An eye test is more than meets the eye. Vision loss is a fear for many people, yet eye tests are often an after-thought. Studies show that some health conditions can be detected through eye tests. The NHS recommends that we get our eyes tested at least once every two years. An eye test does more than check your vision. However, you’ve heard that saying that “eye is the window to the soul”, and this couldn’t be more accurate, as the eyes are the window to the whole body! Therefore, an eye test can detect disease like diabetes, glaucoma, macular degeneration, high blood pressure, and in some rare cases, even tumours.
How often should you get your eye tested?
According to the experts, if you are aged 16 to 69, you should be getting your eyes tested at least once every two years. If you are over 70 years of age, you will need more frequent testing to monitor your eyes’ health. If you have diabetes, glaucoma, or over 40 and a close blood relative of someone with glaucoma, your sight test interval will be at least every year.
Regular eye examinations are necessary because:
- Having your vision corrected will improve the quality of day-to-day life.
- It will help detect certain eye conditions such as cataracts, glaucoma and age-related macular degeneration, leading to sight loss.
- Poor vision is a risk factor for all.
An optometrist may also be able to spot the signs of some broader health conditions with symptoms that affect the eyes, such as diabetes and high blood pressure. Eye examinations for children are vital to ensure that any visual problems such as squint, lazy eye (amblyopia) or short-sightedness (myopia) are detected and treated early.
Keeping eyes healthy
Follow these necessary steps to help keep your eyes healthy
- Quit smoking
- Protect your eyes in bright sunlight or glare
- Eat well and exercise regularly
- Wear safety goggles to protect eyes while doing DIY and sporting activities
- Wear goggles when necessary in the workplace
- Taking regular breaks if working at a computer screen( You should follow the 20-20-20 rule to prevent eye strain)
If you do notice a change to your eyesight, contact your optometrist immediately.
Health Issues An Eye Test Can Identify
An eye test can also lead to early detection of various health issues affecting your body. Here are 20 health conditions that can be detected during a comprehensive eye examination:
- Brain tumour
- Cancers of blood, tissue or skin
- Giant cell arteritis
- High blood pressure
- High cholesterol
- Lyme disease
- Medication toxicities
- Multiple sclerosis
- Myasthenia gravis
- Rheumatoid arthritis
- Sexually transmitted diseases
- Sickle cell disease
- Sjögren’s syndrome
- Thyroid disease
- Vascular disease
- Vitamin A deficiency
What Happens During An Eye Test?
During an eye test, an optometrist checks for the following :
- Vision level
- If you need glasses to correct your sight
- Your eyes and the area around them will also be examined – to look for signs of injury, disease or abnormalities.

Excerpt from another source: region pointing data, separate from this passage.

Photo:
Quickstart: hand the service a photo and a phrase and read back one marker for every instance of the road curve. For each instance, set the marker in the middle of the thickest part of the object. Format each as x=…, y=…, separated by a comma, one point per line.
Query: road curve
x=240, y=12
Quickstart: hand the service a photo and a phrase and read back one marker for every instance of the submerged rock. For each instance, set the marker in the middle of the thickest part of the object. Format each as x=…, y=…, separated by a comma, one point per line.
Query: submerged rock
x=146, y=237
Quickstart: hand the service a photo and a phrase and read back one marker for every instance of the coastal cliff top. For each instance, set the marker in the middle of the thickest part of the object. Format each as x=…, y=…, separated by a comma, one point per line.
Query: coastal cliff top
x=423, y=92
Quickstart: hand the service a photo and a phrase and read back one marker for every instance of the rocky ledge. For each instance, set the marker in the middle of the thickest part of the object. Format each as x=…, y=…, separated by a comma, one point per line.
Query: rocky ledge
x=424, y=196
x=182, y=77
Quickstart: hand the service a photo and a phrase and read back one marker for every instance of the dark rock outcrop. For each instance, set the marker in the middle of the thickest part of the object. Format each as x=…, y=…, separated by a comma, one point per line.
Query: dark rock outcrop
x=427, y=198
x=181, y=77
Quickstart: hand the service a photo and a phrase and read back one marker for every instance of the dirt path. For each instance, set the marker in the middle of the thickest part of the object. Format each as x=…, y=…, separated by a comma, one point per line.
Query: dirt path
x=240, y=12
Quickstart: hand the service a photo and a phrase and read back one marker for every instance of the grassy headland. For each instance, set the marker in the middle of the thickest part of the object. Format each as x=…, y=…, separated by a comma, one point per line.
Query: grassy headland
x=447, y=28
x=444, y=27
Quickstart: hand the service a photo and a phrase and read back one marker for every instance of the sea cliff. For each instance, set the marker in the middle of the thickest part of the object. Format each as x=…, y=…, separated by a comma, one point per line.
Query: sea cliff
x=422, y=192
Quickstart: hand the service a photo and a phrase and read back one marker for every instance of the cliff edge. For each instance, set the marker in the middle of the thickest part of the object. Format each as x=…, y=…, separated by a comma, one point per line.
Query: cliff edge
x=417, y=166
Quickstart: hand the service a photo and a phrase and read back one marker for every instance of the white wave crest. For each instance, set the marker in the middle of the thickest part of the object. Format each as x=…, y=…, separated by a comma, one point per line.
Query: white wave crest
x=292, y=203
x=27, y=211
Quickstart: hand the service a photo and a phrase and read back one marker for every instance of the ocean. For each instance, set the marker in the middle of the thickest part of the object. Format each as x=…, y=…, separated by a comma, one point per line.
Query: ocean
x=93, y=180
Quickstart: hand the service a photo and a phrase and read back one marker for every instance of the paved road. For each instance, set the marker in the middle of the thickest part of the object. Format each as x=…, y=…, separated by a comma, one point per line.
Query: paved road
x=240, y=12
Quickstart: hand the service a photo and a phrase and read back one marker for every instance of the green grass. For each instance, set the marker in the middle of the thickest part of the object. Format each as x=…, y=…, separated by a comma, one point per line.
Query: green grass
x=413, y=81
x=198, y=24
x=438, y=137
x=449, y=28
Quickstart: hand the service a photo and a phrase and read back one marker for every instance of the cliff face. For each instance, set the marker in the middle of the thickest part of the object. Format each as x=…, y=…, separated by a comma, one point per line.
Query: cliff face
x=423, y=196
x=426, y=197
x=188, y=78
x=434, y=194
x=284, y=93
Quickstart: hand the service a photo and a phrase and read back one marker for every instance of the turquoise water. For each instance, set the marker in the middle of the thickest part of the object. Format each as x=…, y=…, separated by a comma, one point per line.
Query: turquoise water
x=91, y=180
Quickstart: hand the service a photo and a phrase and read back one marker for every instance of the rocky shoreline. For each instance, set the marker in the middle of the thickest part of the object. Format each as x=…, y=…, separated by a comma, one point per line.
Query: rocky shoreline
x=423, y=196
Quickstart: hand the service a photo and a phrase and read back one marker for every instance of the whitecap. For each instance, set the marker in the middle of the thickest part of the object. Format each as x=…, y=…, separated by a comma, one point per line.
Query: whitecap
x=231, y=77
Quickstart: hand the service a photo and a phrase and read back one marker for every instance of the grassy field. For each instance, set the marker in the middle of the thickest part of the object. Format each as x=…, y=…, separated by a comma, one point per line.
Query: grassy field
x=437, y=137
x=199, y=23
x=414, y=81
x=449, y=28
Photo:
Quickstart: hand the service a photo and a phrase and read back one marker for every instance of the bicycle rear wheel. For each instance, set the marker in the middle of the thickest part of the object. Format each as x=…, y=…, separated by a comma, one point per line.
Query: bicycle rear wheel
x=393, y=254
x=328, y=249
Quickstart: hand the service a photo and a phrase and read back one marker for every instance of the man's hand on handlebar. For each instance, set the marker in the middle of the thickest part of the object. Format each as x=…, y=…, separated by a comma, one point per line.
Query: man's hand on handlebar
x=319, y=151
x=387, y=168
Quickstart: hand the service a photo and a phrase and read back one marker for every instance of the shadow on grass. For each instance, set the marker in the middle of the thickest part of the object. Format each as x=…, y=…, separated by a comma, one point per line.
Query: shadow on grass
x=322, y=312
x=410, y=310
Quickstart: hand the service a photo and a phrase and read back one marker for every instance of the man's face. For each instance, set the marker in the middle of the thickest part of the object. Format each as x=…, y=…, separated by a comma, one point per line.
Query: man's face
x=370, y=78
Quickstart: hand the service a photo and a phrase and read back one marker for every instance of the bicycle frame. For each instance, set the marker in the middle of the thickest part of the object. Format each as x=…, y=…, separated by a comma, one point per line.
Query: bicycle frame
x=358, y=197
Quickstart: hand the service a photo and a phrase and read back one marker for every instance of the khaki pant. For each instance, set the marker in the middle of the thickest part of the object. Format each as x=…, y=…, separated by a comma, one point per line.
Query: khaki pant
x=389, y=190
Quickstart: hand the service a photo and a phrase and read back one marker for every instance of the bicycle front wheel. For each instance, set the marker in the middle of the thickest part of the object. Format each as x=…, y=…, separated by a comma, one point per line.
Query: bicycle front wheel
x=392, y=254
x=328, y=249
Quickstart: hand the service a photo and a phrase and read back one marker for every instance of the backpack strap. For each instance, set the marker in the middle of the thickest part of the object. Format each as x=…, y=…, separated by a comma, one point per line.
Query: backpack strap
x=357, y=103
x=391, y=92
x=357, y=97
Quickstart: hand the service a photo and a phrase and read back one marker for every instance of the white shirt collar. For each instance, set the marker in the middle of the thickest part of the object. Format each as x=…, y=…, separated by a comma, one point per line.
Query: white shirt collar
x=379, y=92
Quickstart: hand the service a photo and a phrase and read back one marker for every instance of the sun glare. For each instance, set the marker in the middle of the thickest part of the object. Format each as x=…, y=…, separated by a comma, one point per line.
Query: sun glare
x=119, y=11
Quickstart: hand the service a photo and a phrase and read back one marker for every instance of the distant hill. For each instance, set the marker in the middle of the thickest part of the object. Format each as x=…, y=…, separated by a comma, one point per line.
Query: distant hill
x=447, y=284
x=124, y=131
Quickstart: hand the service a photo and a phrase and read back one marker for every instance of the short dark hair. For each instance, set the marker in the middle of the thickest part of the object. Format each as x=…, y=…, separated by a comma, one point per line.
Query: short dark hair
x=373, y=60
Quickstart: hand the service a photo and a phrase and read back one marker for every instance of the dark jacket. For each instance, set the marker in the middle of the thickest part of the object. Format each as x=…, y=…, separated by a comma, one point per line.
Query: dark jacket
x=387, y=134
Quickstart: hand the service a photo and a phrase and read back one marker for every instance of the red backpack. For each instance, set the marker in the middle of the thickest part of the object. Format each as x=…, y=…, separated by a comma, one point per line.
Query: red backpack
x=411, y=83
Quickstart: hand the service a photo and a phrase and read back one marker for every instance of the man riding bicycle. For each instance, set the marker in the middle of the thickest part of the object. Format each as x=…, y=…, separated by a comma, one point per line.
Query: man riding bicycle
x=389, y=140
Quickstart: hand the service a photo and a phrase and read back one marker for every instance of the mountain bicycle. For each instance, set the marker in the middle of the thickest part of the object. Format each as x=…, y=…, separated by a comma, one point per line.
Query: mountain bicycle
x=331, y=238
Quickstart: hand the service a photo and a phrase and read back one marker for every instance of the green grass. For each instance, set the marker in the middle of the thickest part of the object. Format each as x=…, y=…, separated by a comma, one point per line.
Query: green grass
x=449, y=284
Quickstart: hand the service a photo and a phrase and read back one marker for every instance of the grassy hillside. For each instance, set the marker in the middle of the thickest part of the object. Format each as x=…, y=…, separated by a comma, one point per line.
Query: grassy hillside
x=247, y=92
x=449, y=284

- Your retina will be examined.
- The level of your visual acuity will be assessed.
- The pressure inside your eye may also be measured.
Some health conditions can affect the eyes; it is essential to tell your optician if you have diabetes, macular degeneration, glaucoma or dementia. This list is not exhaustive, and please advise your optician of any conditions which may influence your eye health. An optometrist or ophthalmic medical practitioner will test your sight to check the quality of your vision and eye health, and you may also see a dispensing optician, who will fit your glasses. If you already wear glasses or contact lenses, remember to take them with you to your sight test. You will be asked to wear them during the test.
During an eye test, you may need to discuss your age, lifestyle and medical history.